Dengan proyeksi pelemahan ekonomi China pada 2024, pemerintah China berjanji untuk memperkuat kebijakan fiskal pada tahun 2024 untuk meningkatkan perekonomiannya yang lesu.
Dilansir dari CNN, para pejabat pada pertemuan hari Jumat pekan ini, yang dipimpin oleh pemimpin Xi Jinping dan dihadiri oleh Politbiro yang beranggotakan 24 orang, berjanji untuk berbuat lebih banyak guna memperluas permintaan dalam negeri dan menstabilkan perdagangan dan investasi luar negeri, menurut laporan yang dirilis oleh kantor berita resmi Xinhua.

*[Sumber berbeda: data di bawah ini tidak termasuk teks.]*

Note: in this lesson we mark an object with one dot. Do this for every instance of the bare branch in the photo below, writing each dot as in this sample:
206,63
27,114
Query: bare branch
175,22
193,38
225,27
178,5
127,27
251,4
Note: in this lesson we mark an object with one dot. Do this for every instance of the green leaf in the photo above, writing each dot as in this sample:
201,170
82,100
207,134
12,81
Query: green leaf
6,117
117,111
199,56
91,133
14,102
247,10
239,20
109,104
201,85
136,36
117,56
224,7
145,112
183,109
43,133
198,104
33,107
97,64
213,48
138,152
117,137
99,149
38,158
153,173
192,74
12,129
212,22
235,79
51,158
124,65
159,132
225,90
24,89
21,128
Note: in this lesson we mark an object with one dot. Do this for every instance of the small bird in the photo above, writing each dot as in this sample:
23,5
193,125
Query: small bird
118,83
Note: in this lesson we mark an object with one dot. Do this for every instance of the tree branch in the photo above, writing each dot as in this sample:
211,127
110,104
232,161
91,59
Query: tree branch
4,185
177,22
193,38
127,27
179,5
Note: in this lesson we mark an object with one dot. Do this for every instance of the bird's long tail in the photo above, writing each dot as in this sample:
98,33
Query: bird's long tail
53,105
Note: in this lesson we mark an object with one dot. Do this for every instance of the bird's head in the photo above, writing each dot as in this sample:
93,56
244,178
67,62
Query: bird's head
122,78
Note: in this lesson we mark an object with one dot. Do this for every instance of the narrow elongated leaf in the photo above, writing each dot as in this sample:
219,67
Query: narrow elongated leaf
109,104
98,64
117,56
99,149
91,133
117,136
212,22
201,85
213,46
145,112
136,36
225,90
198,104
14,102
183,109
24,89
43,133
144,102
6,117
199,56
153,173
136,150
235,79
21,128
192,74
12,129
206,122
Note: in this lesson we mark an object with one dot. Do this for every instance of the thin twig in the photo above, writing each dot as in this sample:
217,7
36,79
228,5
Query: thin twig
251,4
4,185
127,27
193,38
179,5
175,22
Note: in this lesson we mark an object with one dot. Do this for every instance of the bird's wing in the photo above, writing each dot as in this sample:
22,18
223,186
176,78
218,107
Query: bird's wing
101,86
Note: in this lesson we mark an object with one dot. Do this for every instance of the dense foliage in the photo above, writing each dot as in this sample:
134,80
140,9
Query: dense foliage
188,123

Para pejabat juga menegaskan kembali pentingnya mencegah risiko di bidang-bidang utama dan “berpegang teguh pada prinsip bahwa tidak akan terjadi risiko sistemik.”
Tidak sampai disitu, DBS sendiri menilai untuk mengatasi perlambatan ekonominya, China akan memangkas suku bunganya.